Dangerous Drug Interactions Uncovered with Data Science
New Study Links Common Pair of Drugs to Increased Risk for Fatal Heart Condition
Nick Tatonetti (center) and his team (l-r) Tal Loberbaum, Phyllis Thangaraj, and Kevin Sampson in the Department of Biomedical Informatics at Columbia University.
NEW YORK, NY (October 10, 2016)—Researchers at Columbia University Medical Center and the Data Science Institute at Columbia University have uncovered a potentially dangerous drug interaction using data science. Their findings were published in the latest issue of the Journal of the American College of Cardiology.
Safe when taken on their own, some prescription drugs become deadly when combined. Many of these interactions are well known, but others remain hidden to doctors, drug companies, and patients. Identifying these risky combinations has become a priority as the number of Americans on multiple medications rises.
Leveraging the power of big data, the researchers found a way to expand and improve the search for drug interactions. Mining a government database of reported drug side effects and a university hospital archive of patient records, they discovered eight pairs of drugs that are associated with a higher risk of a potentially deadly heart condition. Testing one of the pairs on individual heart cells in the lab, they discovered why the drug combination may disrupt the heart’s normal electrical activity in some patients.
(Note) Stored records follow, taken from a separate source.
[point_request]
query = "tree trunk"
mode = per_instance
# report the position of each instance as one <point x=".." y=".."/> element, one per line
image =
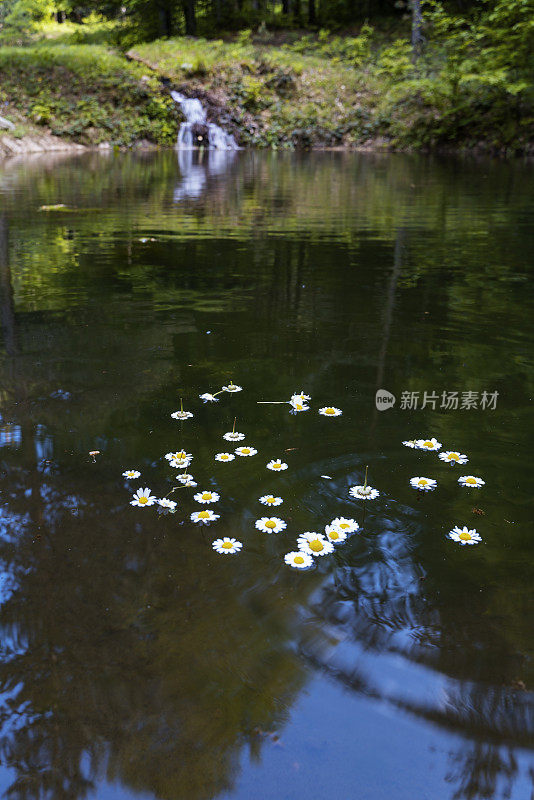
<point x="190" y="18"/>
<point x="417" y="24"/>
The pair they studied—ceftriaxone, an antibiotic sold under the brand name Rocephin, and lansoprazole, a heartburn medication sold as Prevacid —are widely prescribed, and alone carry no known heart-related risks. But together, they may increase the chance that patients develop a heart condition known as long QT syndrome, which can cause abnormal heart rhythms and, in rare cases, sudden death. The study finds that patients taking ceftriaxone and lansoprazole together were 1.4 times more likely to have a prolonged QT interval than people who were taking either of these drugs alone.
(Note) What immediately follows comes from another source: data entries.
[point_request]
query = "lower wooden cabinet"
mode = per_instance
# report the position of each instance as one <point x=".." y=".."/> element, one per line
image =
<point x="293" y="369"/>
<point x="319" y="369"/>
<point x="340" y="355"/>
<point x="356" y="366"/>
“What’s most surprising is that you can go from a database of billions of data points to making a prediction that two molecules together can change the functions of a protein in a single heart cell,” said the study’s senior author, Nicholas Tatonetti, PhD, assistant professor of biomedical informatics at Columbia University Medical Center and a member of Columbia’s Data Science Institute. “It means these algorithms are really useful in medical research.”
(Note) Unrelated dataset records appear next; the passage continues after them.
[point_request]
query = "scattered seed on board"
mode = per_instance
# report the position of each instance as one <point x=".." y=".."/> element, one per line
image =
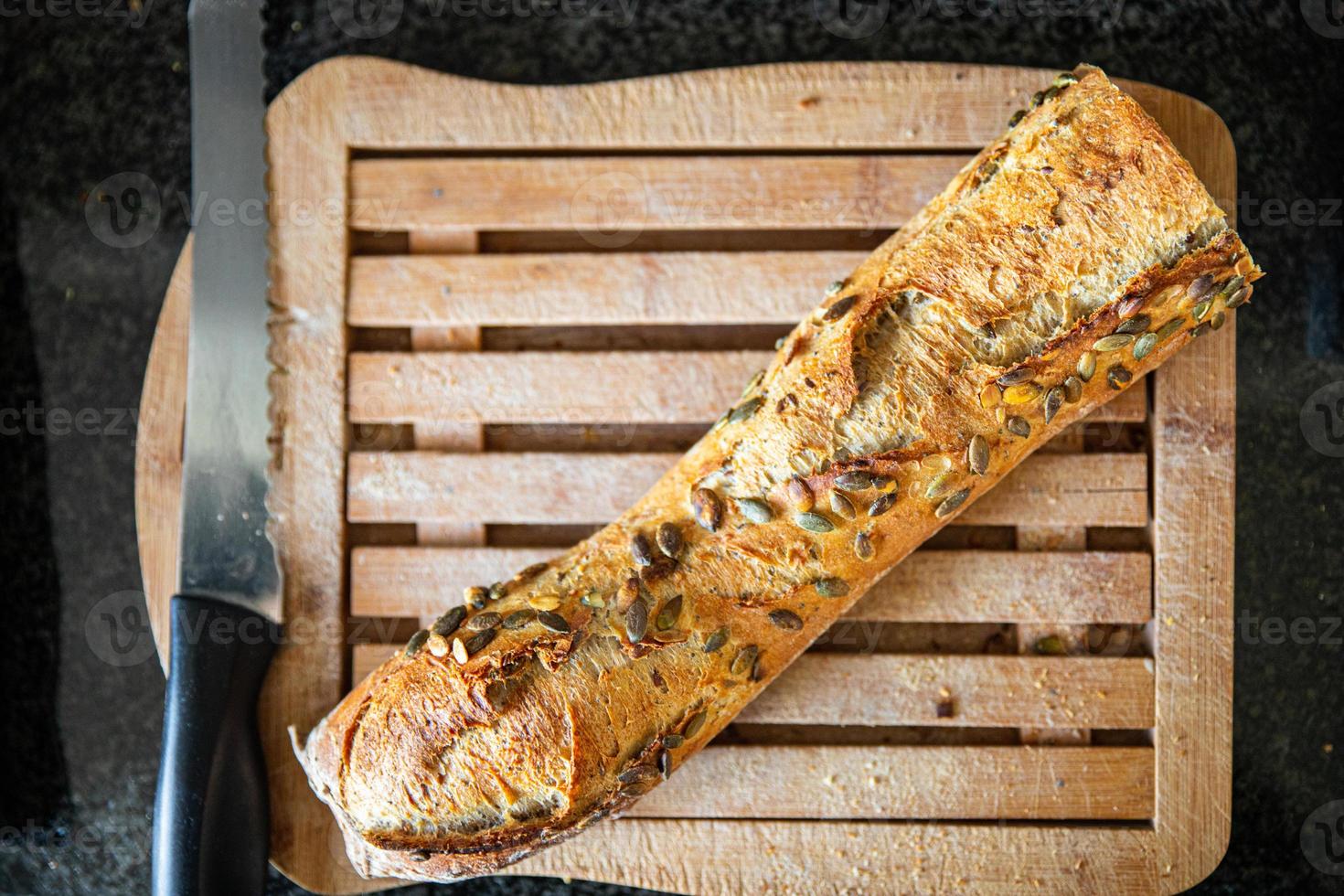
<point x="1113" y="343"/>
<point x="543" y="602"/>
<point x="446" y="624"/>
<point x="1144" y="344"/>
<point x="417" y="643"/>
<point x="815" y="523"/>
<point x="697" y="721"/>
<point x="1086" y="366"/>
<point x="854" y="481"/>
<point x="755" y="509"/>
<point x="1136" y="324"/>
<point x="977" y="454"/>
<point x="798" y="493"/>
<point x="709" y="509"/>
<point x="477" y="641"/>
<point x="636" y="774"/>
<point x="882" y="504"/>
<point x="952" y="503"/>
<point x="1054" y="400"/>
<point x="742" y="663"/>
<point x="1199" y="288"/>
<point x="1017" y="377"/>
<point x="637" y="621"/>
<point x="552" y="621"/>
<point x="717" y="640"/>
<point x="669" y="539"/>
<point x="1072" y="389"/>
<point x="840" y="308"/>
<point x="745" y="410"/>
<point x="483" y="621"/>
<point x="640" y="549"/>
<point x="668" y="614"/>
<point x="519" y="618"/>
<point x="832" y="586"/>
An unusual collaboration sparked the investigation. A journalist with The Chicago Tribune contacted Tatonetti about his previous work in developing algorithms to uncover dangerous drug interactions. At the time, Tatonetti was focused on diabetes and finding drug combinations that raised blood sugar but was frustrated by a lack of interest in his work. The journalist, Sam Roe, had an idea. What if Tatonetti shifted his search to identifying potentially fatal heart drug interactions? That might make more people pay attention.
Roe introduced Tatonetti to Raymond Woosley, MD, PhD, a national expert on drug-induced long QT syndrome whose earlier work led to the removal of a dangerous allergy medication from the market. Woosley gave Tatonetti a list of drugs known to cause QT prolongation, which Tatonetti used to write an algorithm to search the U.S. Food and Drug Administration’s drug-side effect database for drug pairs matching a constellation of side effects associated with QT prolongation.
Looking at side effects alone, the algorithm turned up hundreds of suspect drug pairs. To narrow the search, the researchers turned to a Columbia database of patient records to see if the drug pairs produced measurable effects on the heart. Consulting the electrocardiograms of those in the database, they found the QT prolongation signal with several dozen drug pairs.
For further validation, Woosley introduced Tatonetti to a colleague, Robert Kass, PhD, the chair of Columbia’s Department of Pharmacology who also has a research interest in drugs affecting heart rhythm. Of the four pairs with the largest effect, the researchers tested the most widely used combination first: ceftriaxone and lansoprazole.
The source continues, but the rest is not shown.